Sure-fire live favourite


This album has many highlights, and the next track, ‘Temple of Fear,’ is right up there with them all. There are strong vocals from Rasmus Bom Andersen, with another earworm of a chorus and Jennifer Deil spitting venom, not unlike Skin from Skunk Anansie. This, over heavy riffage and double kick drums, will make this a sure-fire live favourite should this project hit the stage sometime in the future, though getting these guys together in one place is going to be a logistical nightmare.

‘God of War’ with vocals from Katriou is a six-minute musical equivalent of one of those days when you get every weather imaginable, which certainly isn’t a bad thing. There is a bit of everything here, chopping chainsaw riffs, pinch harmonics, a Journey-ish solo, symphonic chorus’ mixing it up and keeping the listener on his toes, so much so I feel taller! This is the albums Ferrero Rocher moment, very self-indulgent.

The mere thought of a nine-minute ballad might have many people running for the nearest exit, but ‘No Mans Land’ is so much more. Picking up the tempo after a couple of minutes with a grinding riff before dropping back down, this epic story ebbs and flows with beautiful atmospherics throughout. Almost Dio-esque vocals are interspersed with keys and wailing guitar before ending with a thought-provoking spoken word outro. I found myself taking a deep breath when it ended.

Photo of Dan Baune's Lost Sanctuary

A European-sounding album

‘Master of You’ featuring Matt Mitchell on vocal duties is a short sharp, punchy straightforward three-minute rocker perfect for the second single off the album.

“One of the collaborative efforts on the album, ‘Master Of You’ is short and sweet,” Dan says. “On a distinctly European-sounding album, this is one of the few songs with a more American vibe.
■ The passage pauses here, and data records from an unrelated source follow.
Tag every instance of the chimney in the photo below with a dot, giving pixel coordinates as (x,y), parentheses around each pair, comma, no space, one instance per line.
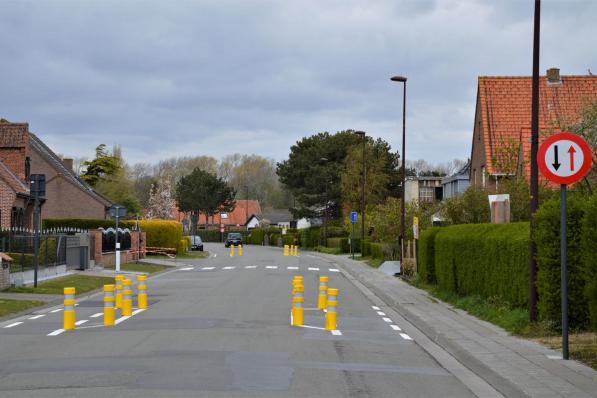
(68,163)
(553,76)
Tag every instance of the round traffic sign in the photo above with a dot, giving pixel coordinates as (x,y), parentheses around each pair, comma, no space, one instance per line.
(564,158)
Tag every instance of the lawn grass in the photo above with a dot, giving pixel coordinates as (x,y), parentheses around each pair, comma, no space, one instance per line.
(139,267)
(81,283)
(8,307)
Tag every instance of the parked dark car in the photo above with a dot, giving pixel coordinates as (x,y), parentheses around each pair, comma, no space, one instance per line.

Hence, the choice to invite my good friend Matt Mitchell to perform the vocals was an obvious one. With his laid-back phrasing and Springsteen-esque rasp, Matt pours his bluesy swagger into every line, a coolness that is hard to beat!

“Thematically, the song is about addiction. But not necessarily addiction to booze or other substances in a ‘Rock N’ Roll cliché’ kind of way. It’s more about addiction in a broader sense and how we as humans tend to replace one addiction with another, until we reach a point where we hardly recognise ourselves in the mirror. Whether it’s addiction to sugar and caffeine, TV and our phones, growth and ambition, toxic relationships, sex… we all have some monkey or other to bear.”

Doogie White

What do Ritchie Blackmore, Michael Schenker, Yngwie Malmsteen and Dan Baune have in common? Doogie White has worked with all of them. His dulcet tones were precisely the right fit for the title track ‘Lost Sanctuary’, the perfect voice for this song. One might be forgiven for thinking Baune might up his game working with one of rock’s great heavyweights, rock royalty even, but when you’re already operating at Ninja level, how is that possible? With shades of both Schenker & Malmsteen abound here, this is another highlight of the album.

‘The Arconite’ is another whiplash neck breaker, frantic, thrashy, double kick heaven, leading into ‘Virtual Hedonia’ with melodic death Metal interludes over more BFMV tones, lulling into acoustica, almost hedonistic, one might say.

Save for a short symphonic outro called ‘Rhapsody of Life’, ‘Unholy’ wraps this astonishing album up in triumphant style, with vocals from Langhan, aided and abetted by the demonic Katriou and Diehl.

This has been a labour of love for Dan Baune, who says he has set these songs free and “they now belong to everyone”.

So go ahead and grab what’s yours. You won’t regret it.